参考：https://tempobeatdownbeat.github.io/tutorial/ch2_basics/baseline.html

基本设置

import librosa
import matplotlib.pyplot as plt
import librosa.display
import numpy as np

mount = False

from google.colab import drive
drive.mount('/content/drive')
# drive._mount('/content/drive') # failed on Jan 21st, 2022
mount = True

if mount == True:
  filename = "drive/MyDrive/data/tempo_tutorial/audio/book_assets_ch2_basics_audio_easy_example"
else:
  filename = "book_assets_ch2_basics_audio_easy_example"
sr = 44100
fps = 100
hop_length = int(librosa.time_to_samples(1./fps,sr=sr)) # 441
# this Calculation is new to me
n_fft = 2048
# length of fft window
fmin = 27.5
fmax = 17000.
n_mels = 80
# number of Mel bands to generate

y, sr = librosa.load(filename+".flac", sr=sr)

时频特征（Mel-Spectrogram）

# Mel-spectrogram
mel_spec = librosa.feature.melspectrogram(y, sr=sr, n_fft=n_fft,
                      hop_length=hop_length,
                      fmin=fmin, fmax=fmax,
                      n_mels=n_mels)
# melspectrogram's defult parameters
# fmax = sr / 2
# win_length = n_fft
# power = 2 # exponent for the magnitude melspectrogram. e.g., 1 for energy, 2 for power, etc.

# If a time-series input y, sr is provided, then its magnitude spectrogram S is first computed, and then mapped onto the mel scale by mel_f.dot(S**power).

fig, ax = plt.subplots(nrows=2, sharex=True, figsize=(14,6))
librosa.display.waveplot(y, sr=sr, alpha=0.6, ax=ax[0])
# alpha controls the color transparency
ax[0].set_title('Audio waveform', fontsize=15)
ax[0].label_outer()
# only show "outer" labels and tick labels

librosa.display.specshow(librosa.power_to_db(mel_spec, ref=np.max), # convert a power spectrogram (amplitude(?) squared) to decibel (dB) units
            y_axis='mel', x_axis='time', sr=sr,
            hop_length=hop_length, fmin=fmin, fmax=fmax,
            ax=ax[1])
ax[1].set_title('Mel Spectrogram', fontsize=15)
ax[1].label_outer()

中层特征（Spectral Flux）

# Mid-level Representation (Spectral Flux)

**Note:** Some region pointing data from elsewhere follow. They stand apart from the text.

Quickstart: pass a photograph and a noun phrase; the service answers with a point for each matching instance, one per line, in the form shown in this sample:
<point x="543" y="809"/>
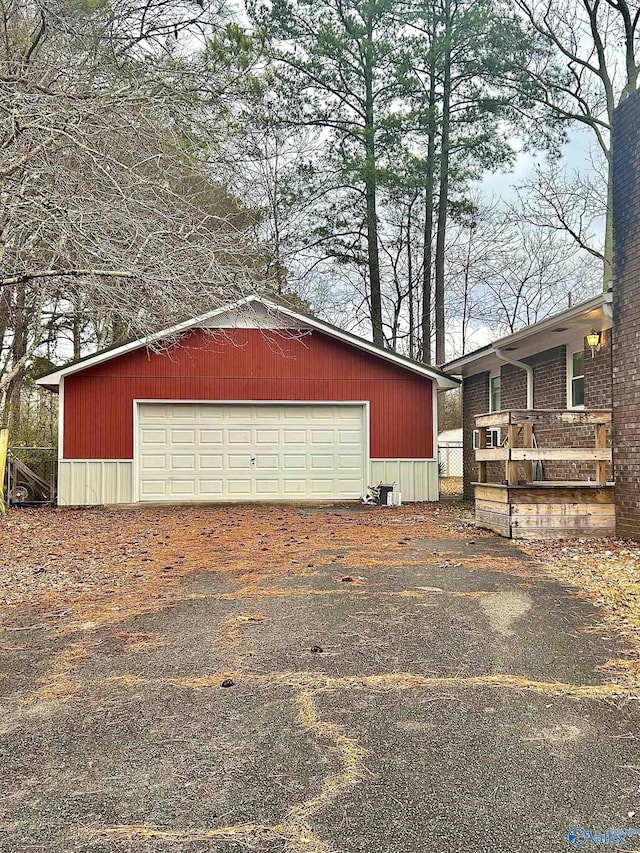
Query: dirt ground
<point x="311" y="680"/>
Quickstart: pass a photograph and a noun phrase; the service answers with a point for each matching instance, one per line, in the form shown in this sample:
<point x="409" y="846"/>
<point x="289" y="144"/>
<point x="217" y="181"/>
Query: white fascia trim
<point x="442" y="382"/>
<point x="61" y="419"/>
<point x="601" y="300"/>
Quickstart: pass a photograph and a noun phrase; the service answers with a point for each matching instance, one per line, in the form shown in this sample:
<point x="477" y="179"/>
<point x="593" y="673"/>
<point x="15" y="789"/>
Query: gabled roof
<point x="553" y="331"/>
<point x="443" y="380"/>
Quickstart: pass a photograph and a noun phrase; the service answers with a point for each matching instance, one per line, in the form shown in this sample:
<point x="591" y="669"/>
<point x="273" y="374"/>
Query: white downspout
<point x="527" y="369"/>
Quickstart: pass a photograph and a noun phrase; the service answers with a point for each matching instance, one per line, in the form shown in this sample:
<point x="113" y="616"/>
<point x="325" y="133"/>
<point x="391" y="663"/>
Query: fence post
<point x="4" y="445"/>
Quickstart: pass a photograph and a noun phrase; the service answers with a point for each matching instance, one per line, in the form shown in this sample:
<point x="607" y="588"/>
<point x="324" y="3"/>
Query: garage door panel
<point x="235" y="462"/>
<point x="267" y="436"/>
<point x="240" y="488"/>
<point x="153" y="463"/>
<point x="154" y="436"/>
<point x="264" y="462"/>
<point x="239" y="452"/>
<point x="211" y="436"/>
<point x="211" y="488"/>
<point x="211" y="461"/>
<point x="349" y="463"/>
<point x="182" y="462"/>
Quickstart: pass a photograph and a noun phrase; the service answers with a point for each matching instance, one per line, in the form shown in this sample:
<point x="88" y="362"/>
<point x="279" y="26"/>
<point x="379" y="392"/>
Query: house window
<point x="493" y="438"/>
<point x="576" y="379"/>
<point x="494" y="393"/>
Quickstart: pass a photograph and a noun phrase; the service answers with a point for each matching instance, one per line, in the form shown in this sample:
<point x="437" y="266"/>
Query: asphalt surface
<point x="451" y="701"/>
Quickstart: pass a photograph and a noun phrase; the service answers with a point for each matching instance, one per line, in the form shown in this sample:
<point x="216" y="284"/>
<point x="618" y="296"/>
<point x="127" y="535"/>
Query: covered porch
<point x="516" y="449"/>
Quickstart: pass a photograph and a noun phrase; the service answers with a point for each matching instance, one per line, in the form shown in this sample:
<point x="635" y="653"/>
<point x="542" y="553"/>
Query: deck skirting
<point x="546" y="510"/>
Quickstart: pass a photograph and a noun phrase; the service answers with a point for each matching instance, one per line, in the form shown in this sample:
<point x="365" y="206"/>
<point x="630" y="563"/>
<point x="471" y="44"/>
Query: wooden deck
<point x="546" y="509"/>
<point x="521" y="508"/>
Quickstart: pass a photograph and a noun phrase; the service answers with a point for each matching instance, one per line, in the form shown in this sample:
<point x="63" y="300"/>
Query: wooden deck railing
<point x="517" y="448"/>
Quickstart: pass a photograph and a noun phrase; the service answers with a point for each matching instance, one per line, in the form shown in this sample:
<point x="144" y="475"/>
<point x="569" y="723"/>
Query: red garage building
<point x="250" y="402"/>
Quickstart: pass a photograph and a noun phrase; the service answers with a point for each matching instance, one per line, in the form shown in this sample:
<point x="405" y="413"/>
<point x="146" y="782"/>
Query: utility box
<point x="384" y="490"/>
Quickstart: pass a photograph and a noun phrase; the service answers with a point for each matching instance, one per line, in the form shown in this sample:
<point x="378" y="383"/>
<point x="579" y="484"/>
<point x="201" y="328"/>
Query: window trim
<point x="494" y="438"/>
<point x="495" y="374"/>
<point x="571" y="349"/>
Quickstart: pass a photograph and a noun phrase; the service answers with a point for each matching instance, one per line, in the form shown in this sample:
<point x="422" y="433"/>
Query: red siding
<point x="98" y="402"/>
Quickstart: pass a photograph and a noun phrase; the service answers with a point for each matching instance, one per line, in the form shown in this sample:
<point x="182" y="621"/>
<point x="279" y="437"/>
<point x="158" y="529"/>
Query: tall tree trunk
<point x="429" y="194"/>
<point x="412" y="331"/>
<point x="371" y="185"/>
<point x="12" y="415"/>
<point x="608" y="228"/>
<point x="443" y="196"/>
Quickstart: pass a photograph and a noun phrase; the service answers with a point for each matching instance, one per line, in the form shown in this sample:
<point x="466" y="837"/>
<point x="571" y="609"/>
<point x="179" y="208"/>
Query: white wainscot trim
<point x="91" y="482"/>
<point x="417" y="479"/>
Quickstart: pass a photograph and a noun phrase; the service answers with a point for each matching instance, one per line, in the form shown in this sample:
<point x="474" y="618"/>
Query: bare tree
<point x="107" y="206"/>
<point x="595" y="45"/>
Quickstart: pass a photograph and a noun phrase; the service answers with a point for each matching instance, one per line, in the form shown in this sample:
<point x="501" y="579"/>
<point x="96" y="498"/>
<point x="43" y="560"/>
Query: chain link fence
<point x="450" y="469"/>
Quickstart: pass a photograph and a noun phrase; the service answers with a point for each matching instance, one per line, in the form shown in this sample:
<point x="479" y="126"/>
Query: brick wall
<point x="626" y="313"/>
<point x="550" y="392"/>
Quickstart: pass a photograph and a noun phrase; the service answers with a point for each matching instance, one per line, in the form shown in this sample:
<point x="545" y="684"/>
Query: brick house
<point x="551" y="365"/>
<point x="548" y="365"/>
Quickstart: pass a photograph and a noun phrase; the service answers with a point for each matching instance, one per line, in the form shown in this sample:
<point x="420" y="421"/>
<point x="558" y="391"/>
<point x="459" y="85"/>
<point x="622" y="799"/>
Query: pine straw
<point x="295" y="830"/>
<point x="84" y="569"/>
<point x="605" y="572"/>
<point x="306" y="680"/>
<point x="59" y="682"/>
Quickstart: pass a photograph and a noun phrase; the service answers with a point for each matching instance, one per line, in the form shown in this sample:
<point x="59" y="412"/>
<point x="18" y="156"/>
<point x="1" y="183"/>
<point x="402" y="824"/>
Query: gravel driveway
<point x="301" y="679"/>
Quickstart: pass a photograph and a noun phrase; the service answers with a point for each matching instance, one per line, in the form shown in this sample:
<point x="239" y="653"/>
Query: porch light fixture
<point x="593" y="340"/>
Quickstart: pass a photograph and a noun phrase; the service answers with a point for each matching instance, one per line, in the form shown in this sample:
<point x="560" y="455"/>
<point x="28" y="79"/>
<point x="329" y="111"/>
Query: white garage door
<point x="211" y="451"/>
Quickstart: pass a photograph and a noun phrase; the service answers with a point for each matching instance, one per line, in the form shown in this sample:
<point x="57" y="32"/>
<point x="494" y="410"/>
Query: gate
<point x="450" y="469"/>
<point x="30" y="477"/>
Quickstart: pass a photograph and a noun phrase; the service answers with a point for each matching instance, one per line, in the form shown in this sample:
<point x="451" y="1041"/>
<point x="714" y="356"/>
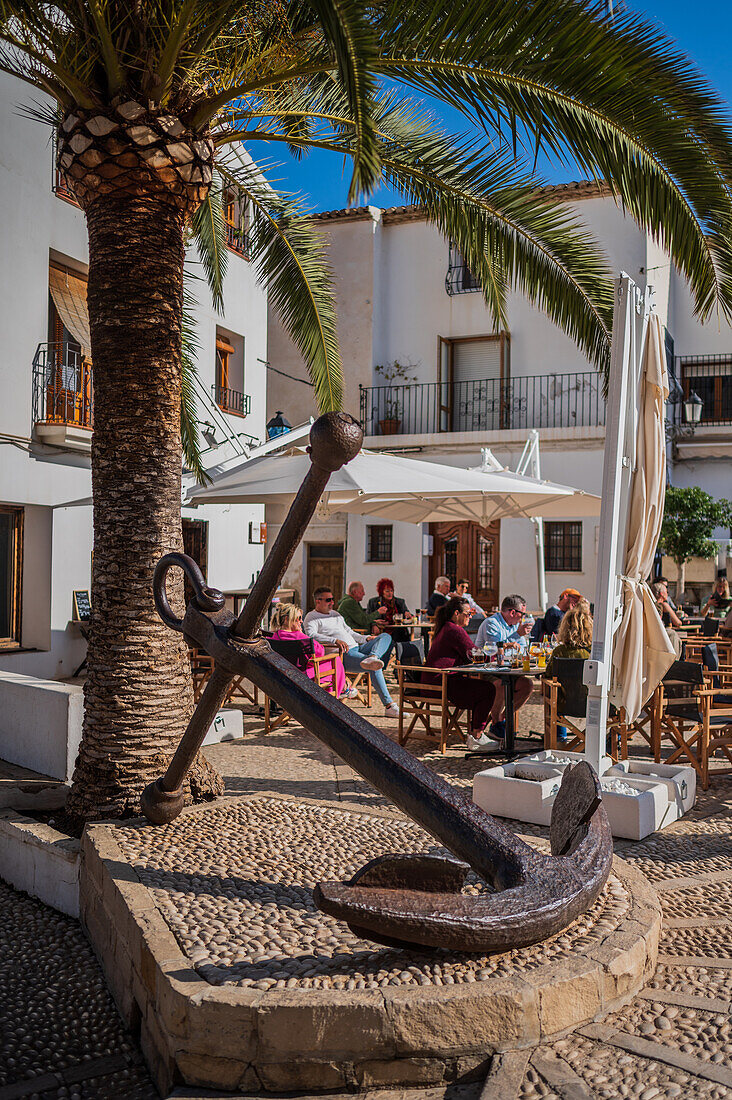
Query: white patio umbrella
<point x="386" y="484"/>
<point x="642" y="651"/>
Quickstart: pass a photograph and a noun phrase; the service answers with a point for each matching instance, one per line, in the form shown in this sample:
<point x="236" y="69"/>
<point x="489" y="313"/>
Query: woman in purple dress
<point x="451" y="646"/>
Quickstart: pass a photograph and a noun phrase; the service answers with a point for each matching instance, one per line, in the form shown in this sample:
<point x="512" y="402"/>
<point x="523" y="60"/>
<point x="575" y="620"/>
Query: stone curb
<point x="40" y="860"/>
<point x="235" y="1038"/>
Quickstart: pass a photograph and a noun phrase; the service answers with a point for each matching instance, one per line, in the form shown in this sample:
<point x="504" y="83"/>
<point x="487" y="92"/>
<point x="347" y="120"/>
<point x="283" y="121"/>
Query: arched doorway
<point x="468" y="550"/>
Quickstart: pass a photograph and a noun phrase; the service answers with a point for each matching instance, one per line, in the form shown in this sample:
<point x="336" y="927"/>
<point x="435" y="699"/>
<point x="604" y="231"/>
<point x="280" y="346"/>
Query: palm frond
<point x="209" y="233"/>
<point x="189" y="352"/>
<point x="290" y="259"/>
<point x="346" y="26"/>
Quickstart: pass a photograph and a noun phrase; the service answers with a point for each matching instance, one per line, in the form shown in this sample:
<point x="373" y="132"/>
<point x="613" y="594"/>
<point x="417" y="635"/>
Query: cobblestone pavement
<point x="62" y="1037"/>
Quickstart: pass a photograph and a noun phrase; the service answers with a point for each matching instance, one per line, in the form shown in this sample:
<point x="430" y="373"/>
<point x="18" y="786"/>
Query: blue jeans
<point x="381" y="647"/>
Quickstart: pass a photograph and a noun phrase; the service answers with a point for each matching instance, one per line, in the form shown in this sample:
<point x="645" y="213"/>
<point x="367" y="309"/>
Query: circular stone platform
<point x="233" y="882"/>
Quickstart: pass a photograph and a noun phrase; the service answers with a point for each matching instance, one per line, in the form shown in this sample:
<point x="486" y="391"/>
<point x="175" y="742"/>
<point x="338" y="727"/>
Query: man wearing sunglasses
<point x="369" y="652"/>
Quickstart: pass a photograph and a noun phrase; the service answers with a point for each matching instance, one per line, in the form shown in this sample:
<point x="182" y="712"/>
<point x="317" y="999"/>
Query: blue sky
<point x="702" y="30"/>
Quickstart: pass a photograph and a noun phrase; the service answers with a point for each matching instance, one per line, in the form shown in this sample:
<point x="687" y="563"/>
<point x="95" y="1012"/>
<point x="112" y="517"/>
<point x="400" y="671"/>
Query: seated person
<point x="354" y="614"/>
<point x="438" y="598"/>
<point x="451" y="646"/>
<point x="391" y="606"/>
<point x="668" y="616"/>
<point x="369" y="652"/>
<point x="461" y="590"/>
<point x="505" y="628"/>
<point x="575" y="635"/>
<point x="720" y="600"/>
<point x="553" y="617"/>
<point x="725" y="628"/>
<point x="287" y="625"/>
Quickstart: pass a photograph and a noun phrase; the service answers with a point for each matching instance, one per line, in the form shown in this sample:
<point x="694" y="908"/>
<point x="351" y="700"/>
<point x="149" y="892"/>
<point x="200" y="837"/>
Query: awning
<point x="69" y="297"/>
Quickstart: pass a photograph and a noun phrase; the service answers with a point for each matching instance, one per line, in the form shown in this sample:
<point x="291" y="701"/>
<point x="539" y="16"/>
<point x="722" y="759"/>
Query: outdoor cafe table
<point x="507" y="677"/>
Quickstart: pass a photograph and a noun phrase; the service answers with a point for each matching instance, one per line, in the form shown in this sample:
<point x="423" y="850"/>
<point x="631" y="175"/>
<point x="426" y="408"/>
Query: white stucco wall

# Onset strength at time t is determined by:
# mean_f max(0, S[f, t] - ref[f, t - lag])
# where ref is S after local max filtering along the frequency axis.

S = mel_spec # pre-computed (log-power) spectrogram
lag = 2 # time lag for computing differences
max_size = 3 # size (in frequency bins) of the local max filter， set to 1 to disable filtering
spectral_flux = librosa.onset.onset_strength(S=librosa.power_to_db(S, ref=np.max),
                        sr=sr, hop_length=hop_length,
                        lag=lag, max_size=max_size)
# Compute a spectral flux onset strength envelope

times = librosa.frames_to_time(np.arange(len(spectral_flux)),
                 sr=sr, hop_length=hop_length)
# or librosa.times_like(spectral_flux, sr=sr, hop_length=hop_length)

plt.figure(figsize=(14, 3))
plt.plot(times, spectral_flux, label="Spectral flux")
plt.title("Spectral flux")
plt.legend() # show legend
plt.show()

速度估计（Autocorrelation）

# Periodicity Detection and Tempogram

fig, ax = plt.subplots(nrows=3, figsize=(14, 12))

tempogram = librosa.feature.tempogram(onset_envelope=spectral_flux,
                    sr=sr, hop_length=hop_length)
# Compute the tempogram: local autocorrelation of the onset strength envelope
# default win_length = 384: length of the onset autocorrelation window
# return_shape = (win_length, n)
# time lag changes from 0 to win_length (?) \
# when time_lag == win_length \
# there is no overlap between origin window and shifted window, thus autocorrelation should be 0 \
# but for global_ac (window is much larger) there are still a lot of overlops

librosa.display.specshow(tempogram, sr=sr, hop_length=hop_length,
             x_axis='time', y_axis='tempo', cmap='magma',
             ax=ax[0])
# y_axis='tempo' visualizes the outputs of feature.tempogram
# cmap: color map
# win_length => BPM (?)

tempo = librosa.beat.tempo(onset_envelope=spectral_flux, sr=sr,
               hop_length=hop_length)[0]
# default aggregation function: mean
# shape = (1,) or (n,) if no aggregate
ax[0].axhline(tempo, color='w', linestyle='--', alpha=1,
       label='Estimated tempo={:g}'.format(tempo))
# this line shows the estimated global tempo
ax[0].legend(loc='upper right')
ax[0].set_title('Fig.2: Tempogram',fontsize=15)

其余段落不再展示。